Der Titel „Common Ground“ ist aber schon eine klare Aussage. Die Räumung dieses Zentrums ist ja letztendlich nur ein Beispiel für eine generelle Entwicklung, die gerade stattfindet, denn es werden scheinbar überall ehemals öffentliche Freiräume gestrichen.
Hvitnov:
Das liegt daran, dass sich Menschen grundsätzlich kaum umeinander kümmern.

Interessant ist, dass das Stück euer bisher eingängigster Song ist, gleichzeitig aber so harte Lyrics hat. War das ein bewusster Gegensatz?
Gregersen:
Ja, wir wollten das möglichst viele Menschen die Botschaft des Songs mitbekommen. Nein, nur ein Scherz, ich glaube dieser Gegensatz war nicht geplant.

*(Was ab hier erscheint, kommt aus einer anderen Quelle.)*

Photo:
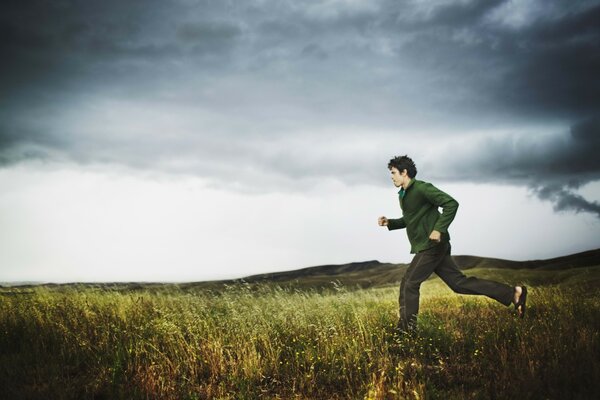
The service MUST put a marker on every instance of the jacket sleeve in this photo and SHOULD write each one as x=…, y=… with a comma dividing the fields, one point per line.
x=396, y=223
x=448, y=205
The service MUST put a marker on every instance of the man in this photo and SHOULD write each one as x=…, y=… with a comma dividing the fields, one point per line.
x=427, y=231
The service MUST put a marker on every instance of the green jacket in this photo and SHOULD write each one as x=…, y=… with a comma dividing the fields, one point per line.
x=420, y=215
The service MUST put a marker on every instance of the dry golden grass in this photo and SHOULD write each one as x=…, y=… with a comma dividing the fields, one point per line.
x=267, y=342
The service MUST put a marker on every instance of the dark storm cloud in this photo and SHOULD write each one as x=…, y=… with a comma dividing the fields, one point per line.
x=552, y=167
x=201, y=86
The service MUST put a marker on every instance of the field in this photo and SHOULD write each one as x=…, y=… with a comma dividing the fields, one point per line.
x=249, y=341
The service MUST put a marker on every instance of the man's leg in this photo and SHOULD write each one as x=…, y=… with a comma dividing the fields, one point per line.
x=421, y=267
x=448, y=271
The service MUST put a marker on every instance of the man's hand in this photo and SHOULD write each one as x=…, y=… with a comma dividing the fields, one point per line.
x=435, y=236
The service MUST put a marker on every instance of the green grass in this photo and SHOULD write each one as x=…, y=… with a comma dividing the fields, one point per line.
x=248, y=342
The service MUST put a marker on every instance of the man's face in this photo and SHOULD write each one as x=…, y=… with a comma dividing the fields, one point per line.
x=399, y=178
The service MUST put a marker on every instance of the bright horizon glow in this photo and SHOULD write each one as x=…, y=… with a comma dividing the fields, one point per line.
x=99, y=225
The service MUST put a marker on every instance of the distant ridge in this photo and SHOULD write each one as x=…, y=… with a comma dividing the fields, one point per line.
x=374, y=273
x=357, y=274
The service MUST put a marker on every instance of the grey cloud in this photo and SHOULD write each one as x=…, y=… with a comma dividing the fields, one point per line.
x=243, y=81
x=552, y=168
x=564, y=200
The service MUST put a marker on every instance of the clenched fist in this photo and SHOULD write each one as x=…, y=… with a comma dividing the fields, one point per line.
x=382, y=221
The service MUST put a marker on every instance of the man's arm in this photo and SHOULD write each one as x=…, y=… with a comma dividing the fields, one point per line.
x=448, y=205
x=396, y=223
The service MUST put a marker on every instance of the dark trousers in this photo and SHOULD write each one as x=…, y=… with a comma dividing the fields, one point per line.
x=438, y=260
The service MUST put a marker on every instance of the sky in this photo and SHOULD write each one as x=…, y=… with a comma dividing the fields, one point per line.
x=184, y=140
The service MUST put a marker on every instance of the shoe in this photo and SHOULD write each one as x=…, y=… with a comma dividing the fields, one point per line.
x=522, y=302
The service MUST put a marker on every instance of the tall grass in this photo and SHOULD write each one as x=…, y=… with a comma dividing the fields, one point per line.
x=267, y=342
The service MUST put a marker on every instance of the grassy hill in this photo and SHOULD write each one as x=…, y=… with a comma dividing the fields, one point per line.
x=580, y=268
x=370, y=274
x=260, y=337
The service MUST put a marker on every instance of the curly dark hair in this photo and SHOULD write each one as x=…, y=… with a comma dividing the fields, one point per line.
x=404, y=163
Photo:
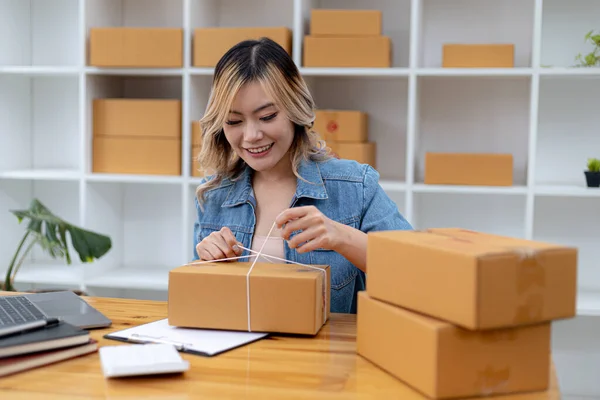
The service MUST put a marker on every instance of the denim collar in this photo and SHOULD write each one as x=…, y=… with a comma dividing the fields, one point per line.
x=311, y=185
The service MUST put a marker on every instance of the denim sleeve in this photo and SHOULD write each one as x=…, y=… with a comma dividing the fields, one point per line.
x=380, y=212
x=196, y=231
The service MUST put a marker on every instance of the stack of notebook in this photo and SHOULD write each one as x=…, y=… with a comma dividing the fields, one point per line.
x=43, y=346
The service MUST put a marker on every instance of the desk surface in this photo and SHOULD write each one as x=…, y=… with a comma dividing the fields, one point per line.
x=278, y=367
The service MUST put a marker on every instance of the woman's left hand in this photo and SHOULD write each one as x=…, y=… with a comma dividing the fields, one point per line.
x=317, y=231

Hansen: Ich mag Überraschungen. Ein langsamer Song muss nicht unbedingt traurige Themen behandeln und umgekehrt muss ein tanzbarer Song keine fröhlichen Inhalte haben.
Hvitnov: Der Witz ist ja, dass am Anfang des Songs die Zeile „We hit the city now“ steht, was wie ein Partysong klingt. But actually it is not (lacht zynisch).

Wie sehen eure Pläne aus, denkt ihr schon über das nächste Album nach?
Gregersen:
Wir wollen auf jeden Fall das nächste schneller fertig stellen und veröffentlichen.
Hvitnov: Ich spüre da gerade ebenfalls einen großen Hunger. Ich denke unser neues Album ist wirklich gut und ich habe das Gefühl, dass wir noch zehn weitere gute Platten machen können.